Every composer has missed a note, every writer has warped a line, and every director has made a bad movie. Any artist who expects to complete a life's work without some kind of misstep is kidding themselves, and even the greatest ones can't expect to end their career with a perfect oeuvre, no matter how hard they try.
Mistakes are a fact of art as well as a fact of life, but when they are made by the greats they are amplified, made more prominent by questions of how?, and why? There are many reasons a great director might make a bad film, from studio pressure, to financial needs, to simply just wanting to troll his or her fan-base. Whatever the reason, a bad film from one of the greats is something to behold, an anomaly that often stirs more in you than their very best work; a freak-show more fun than the opera.
The films on this list are different kinds of bad. Some are only bad in comparison to the directors' other films, whereas others are only bad because they had the potential to be so much better. (Then there are the just plain bad ones, always the best because they raise the shouting of those Hows and Whys to levels of disproportional anguish). There are some obvious ones, and some controversial ones (the first entry is sure to raise a few eyebrows), but each one represents a significant misfire from a director used to hitting more than they miss.
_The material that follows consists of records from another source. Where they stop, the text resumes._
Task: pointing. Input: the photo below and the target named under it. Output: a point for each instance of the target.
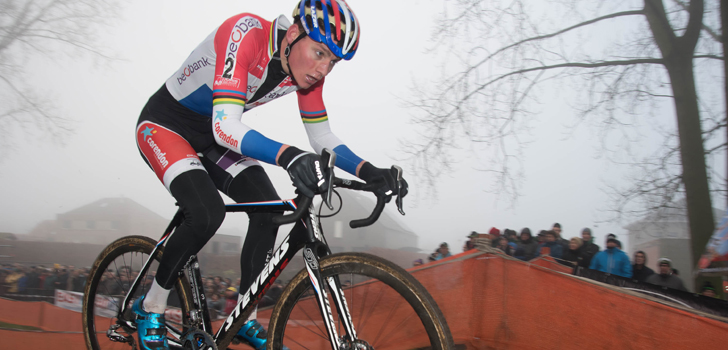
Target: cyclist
(191, 134)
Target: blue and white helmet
(337, 26)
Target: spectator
(555, 249)
(494, 234)
(612, 260)
(640, 271)
(49, 284)
(610, 236)
(502, 244)
(708, 290)
(574, 256)
(231, 299)
(216, 306)
(559, 239)
(61, 278)
(440, 253)
(527, 247)
(511, 237)
(12, 279)
(470, 243)
(588, 249)
(666, 278)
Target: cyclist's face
(310, 61)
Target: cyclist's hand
(386, 180)
(305, 170)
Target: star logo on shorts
(220, 115)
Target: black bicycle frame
(306, 234)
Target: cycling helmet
(337, 27)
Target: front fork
(311, 258)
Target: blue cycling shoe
(254, 335)
(150, 327)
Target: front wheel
(389, 309)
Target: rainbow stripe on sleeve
(314, 117)
(220, 96)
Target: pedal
(116, 337)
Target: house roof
(116, 207)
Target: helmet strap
(287, 52)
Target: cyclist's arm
(237, 42)
(316, 122)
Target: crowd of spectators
(38, 280)
(577, 252)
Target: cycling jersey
(236, 68)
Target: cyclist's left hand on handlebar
(385, 178)
(306, 171)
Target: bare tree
(30, 29)
(620, 61)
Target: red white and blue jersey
(222, 77)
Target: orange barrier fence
(489, 302)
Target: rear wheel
(390, 309)
(108, 282)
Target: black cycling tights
(204, 212)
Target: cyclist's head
(336, 26)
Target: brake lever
(328, 157)
(398, 175)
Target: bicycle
(362, 288)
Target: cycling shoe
(150, 327)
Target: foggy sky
(39, 179)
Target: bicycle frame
(306, 235)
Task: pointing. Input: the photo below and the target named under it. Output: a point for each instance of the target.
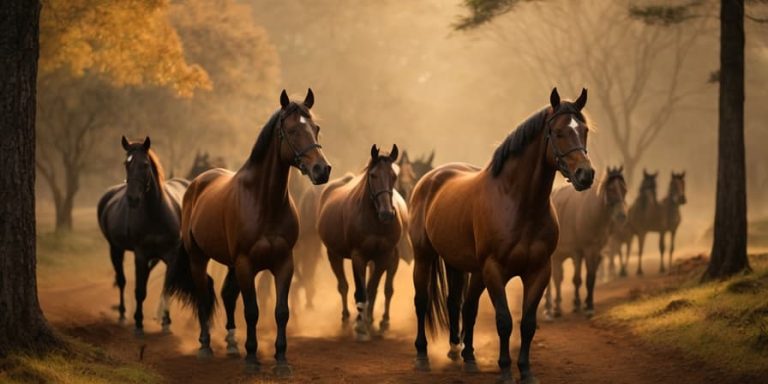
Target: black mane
(265, 137)
(518, 139)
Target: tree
(85, 46)
(22, 325)
(637, 71)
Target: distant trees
(636, 71)
(124, 67)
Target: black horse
(142, 215)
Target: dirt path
(571, 350)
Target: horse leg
(640, 245)
(469, 315)
(662, 269)
(283, 277)
(671, 247)
(244, 273)
(533, 287)
(577, 262)
(373, 286)
(557, 278)
(337, 265)
(495, 284)
(424, 260)
(229, 293)
(456, 283)
(359, 267)
(593, 265)
(389, 290)
(142, 276)
(117, 254)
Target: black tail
(437, 313)
(180, 283)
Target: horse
(362, 218)
(247, 221)
(494, 223)
(142, 215)
(579, 213)
(641, 219)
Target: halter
(559, 156)
(297, 154)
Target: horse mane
(157, 169)
(518, 139)
(265, 137)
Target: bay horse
(585, 220)
(362, 218)
(142, 215)
(494, 223)
(247, 221)
(641, 219)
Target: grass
(81, 363)
(722, 323)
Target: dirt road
(571, 350)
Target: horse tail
(180, 283)
(437, 313)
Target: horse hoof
(506, 378)
(471, 367)
(232, 351)
(455, 352)
(421, 364)
(204, 353)
(530, 380)
(282, 370)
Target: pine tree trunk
(22, 325)
(729, 250)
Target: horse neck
(527, 177)
(267, 179)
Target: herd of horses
(466, 229)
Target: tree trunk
(729, 250)
(22, 325)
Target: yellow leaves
(129, 42)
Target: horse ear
(582, 100)
(284, 100)
(374, 152)
(309, 101)
(554, 98)
(393, 154)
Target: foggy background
(397, 72)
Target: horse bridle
(560, 155)
(297, 154)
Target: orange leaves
(129, 42)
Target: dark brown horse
(142, 215)
(247, 221)
(585, 220)
(641, 219)
(362, 218)
(495, 223)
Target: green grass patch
(722, 323)
(82, 363)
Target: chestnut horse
(593, 212)
(142, 215)
(495, 223)
(247, 221)
(362, 218)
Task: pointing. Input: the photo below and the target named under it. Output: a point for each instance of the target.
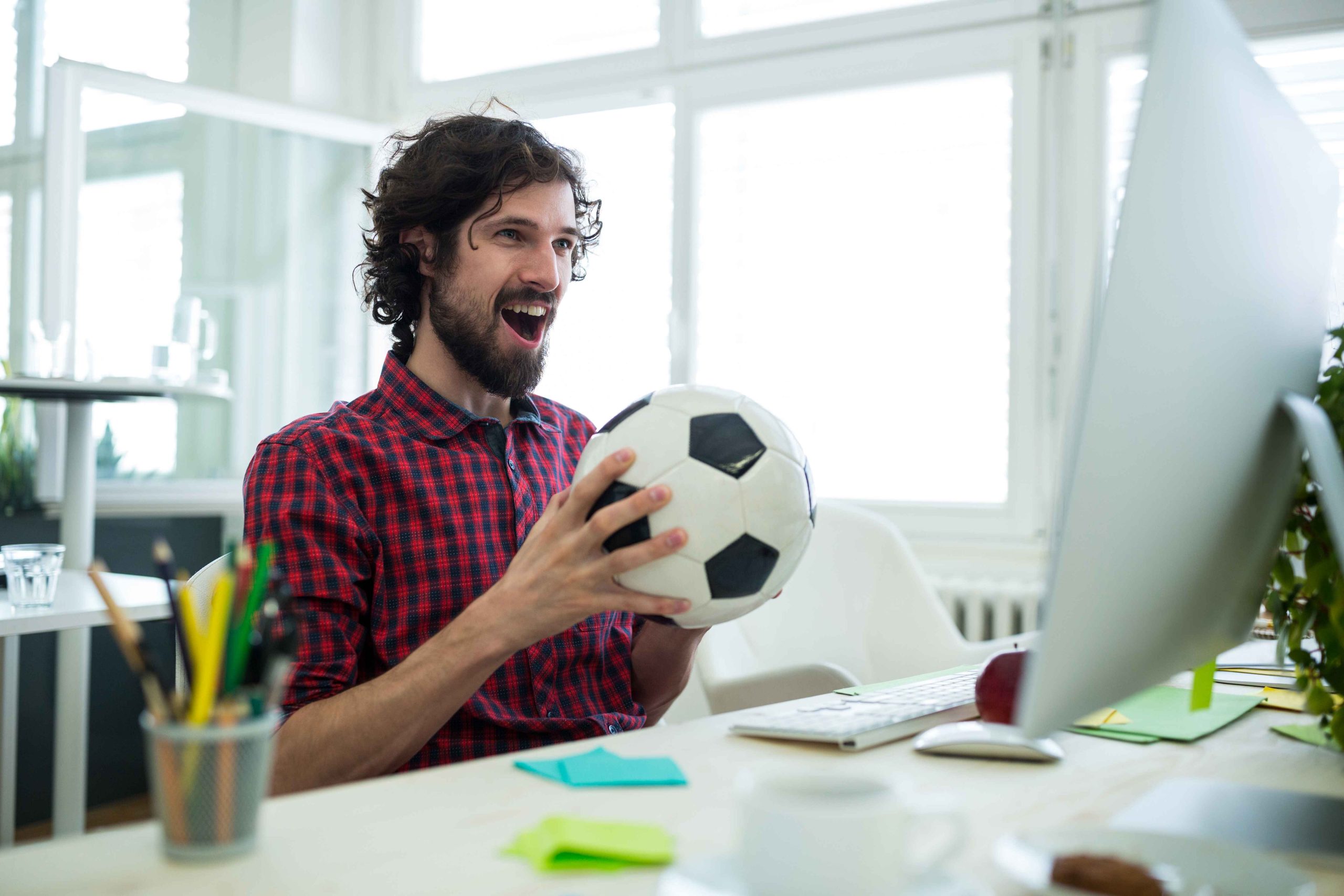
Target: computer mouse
(987, 741)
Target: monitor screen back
(1182, 468)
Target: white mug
(807, 833)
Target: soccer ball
(741, 489)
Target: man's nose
(542, 269)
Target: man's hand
(561, 575)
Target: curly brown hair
(437, 179)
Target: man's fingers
(627, 511)
(652, 605)
(589, 489)
(647, 551)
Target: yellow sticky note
(1290, 700)
(1102, 718)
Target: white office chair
(859, 609)
(203, 586)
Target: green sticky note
(1164, 712)
(1314, 735)
(603, 769)
(859, 690)
(1202, 691)
(1129, 736)
(565, 842)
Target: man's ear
(425, 242)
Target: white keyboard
(869, 719)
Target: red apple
(996, 688)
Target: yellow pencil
(213, 653)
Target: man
(443, 614)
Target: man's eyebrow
(514, 220)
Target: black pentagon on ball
(741, 568)
(629, 409)
(725, 442)
(628, 535)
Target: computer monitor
(1182, 464)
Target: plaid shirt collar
(418, 409)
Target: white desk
(77, 515)
(440, 830)
(76, 610)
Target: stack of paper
(603, 769)
(1164, 714)
(563, 842)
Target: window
(150, 42)
(454, 35)
(731, 16)
(611, 344)
(128, 277)
(847, 305)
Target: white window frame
(64, 176)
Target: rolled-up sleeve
(327, 554)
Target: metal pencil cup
(207, 784)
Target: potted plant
(1306, 594)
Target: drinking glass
(33, 570)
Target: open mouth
(526, 319)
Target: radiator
(987, 609)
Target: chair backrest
(859, 599)
(203, 586)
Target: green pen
(239, 640)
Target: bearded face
(500, 343)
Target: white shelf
(78, 605)
(105, 390)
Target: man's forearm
(375, 727)
(660, 659)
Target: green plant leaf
(1284, 574)
(1319, 700)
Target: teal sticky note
(604, 769)
(543, 767)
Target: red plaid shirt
(390, 515)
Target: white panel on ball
(790, 561)
(660, 438)
(771, 430)
(670, 577)
(594, 453)
(694, 400)
(706, 503)
(774, 499)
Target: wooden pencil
(131, 638)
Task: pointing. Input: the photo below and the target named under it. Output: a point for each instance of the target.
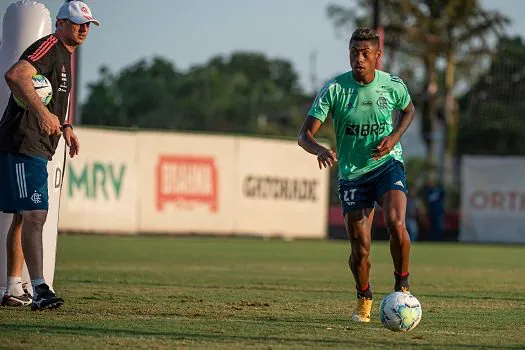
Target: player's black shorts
(23, 183)
(364, 191)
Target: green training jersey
(362, 116)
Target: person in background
(435, 203)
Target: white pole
(24, 22)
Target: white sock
(37, 282)
(14, 286)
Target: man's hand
(49, 123)
(71, 141)
(385, 146)
(326, 158)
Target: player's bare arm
(19, 80)
(325, 157)
(403, 122)
(71, 140)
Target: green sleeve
(402, 95)
(323, 102)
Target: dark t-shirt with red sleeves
(20, 130)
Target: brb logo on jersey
(366, 129)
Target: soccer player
(28, 139)
(369, 154)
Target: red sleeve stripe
(43, 48)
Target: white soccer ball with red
(43, 90)
(400, 312)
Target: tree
(454, 31)
(492, 110)
(241, 93)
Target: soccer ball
(43, 90)
(400, 312)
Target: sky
(188, 33)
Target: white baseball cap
(77, 12)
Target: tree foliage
(246, 92)
(492, 111)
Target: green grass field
(160, 292)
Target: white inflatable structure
(24, 22)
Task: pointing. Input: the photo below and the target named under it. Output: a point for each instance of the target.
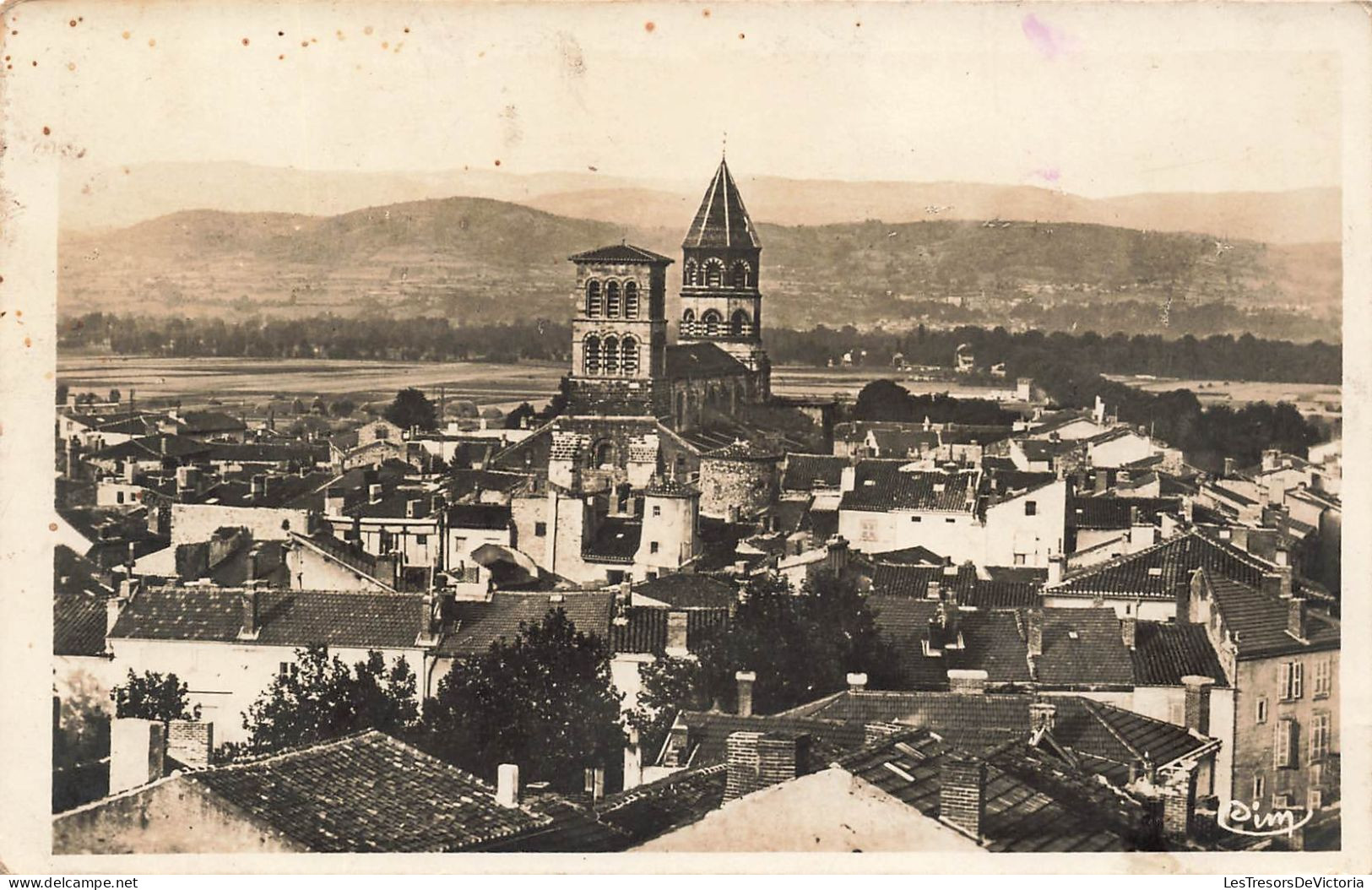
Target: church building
(623, 461)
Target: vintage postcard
(685, 437)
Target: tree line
(1222, 357)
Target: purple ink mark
(1049, 40)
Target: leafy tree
(320, 698)
(542, 700)
(412, 409)
(154, 697)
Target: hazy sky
(1093, 100)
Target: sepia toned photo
(685, 430)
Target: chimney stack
(1130, 631)
(746, 692)
(507, 786)
(1198, 703)
(962, 793)
(250, 615)
(1033, 631)
(1297, 617)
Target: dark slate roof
(77, 626)
(366, 795)
(722, 220)
(1115, 512)
(689, 591)
(1167, 652)
(1018, 817)
(616, 540)
(1159, 571)
(621, 254)
(659, 806)
(805, 472)
(1258, 621)
(882, 486)
(643, 630)
(285, 617)
(489, 516)
(702, 360)
(476, 624)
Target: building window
(1293, 681)
(1283, 746)
(610, 355)
(711, 320)
(1323, 678)
(1319, 736)
(590, 355)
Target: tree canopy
(318, 698)
(412, 409)
(542, 700)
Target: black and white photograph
(684, 428)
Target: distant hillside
(476, 259)
(105, 199)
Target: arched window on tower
(713, 272)
(590, 355)
(711, 320)
(610, 355)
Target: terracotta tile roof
(1018, 817)
(1167, 652)
(1258, 621)
(1114, 512)
(1159, 571)
(722, 220)
(366, 795)
(689, 591)
(702, 360)
(476, 624)
(884, 486)
(615, 540)
(77, 626)
(621, 254)
(643, 628)
(285, 617)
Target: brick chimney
(746, 681)
(1033, 632)
(1297, 617)
(250, 628)
(962, 793)
(1198, 703)
(968, 681)
(507, 786)
(759, 760)
(1130, 631)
10. David Fincher - Fight Club
David Fincher has made half-a-dozen or so great films, a few solid ones and three masterpieces (Zodiac, The Curious Case of Benjamin Button - seriously - and The Social Network). Fight Club, perhaps his most well-known and well-revered film, falls into none of these categories, instead sitting next to Alien 3 (his first film) on his list of misconceived efforts.
This is not a popular opinion, and the film regularly appears on those Greatest Films of the 90s lists. But Fight Club is bad in spite of itself, a film so doused in macho-porn nihilism that it ends up glossing over its great look and cast to become a stylish but ultimately cold affair.
There are some fine moments, and the first act is actually pretty damn good, but this is rendered immaterial by what follows, as Fincher dumps the wit and ups the machismo, turning Fight Club into little more than a glossy catalogue of things men supposedly like: violence, destruction and empty sex. The film, like the Chuck Palahniuk novel it's based on, tries to say pressing things about materialism and man's bestial nature, but in the end it only serves to endorse them, becoming product placement for the things it warns against in the process.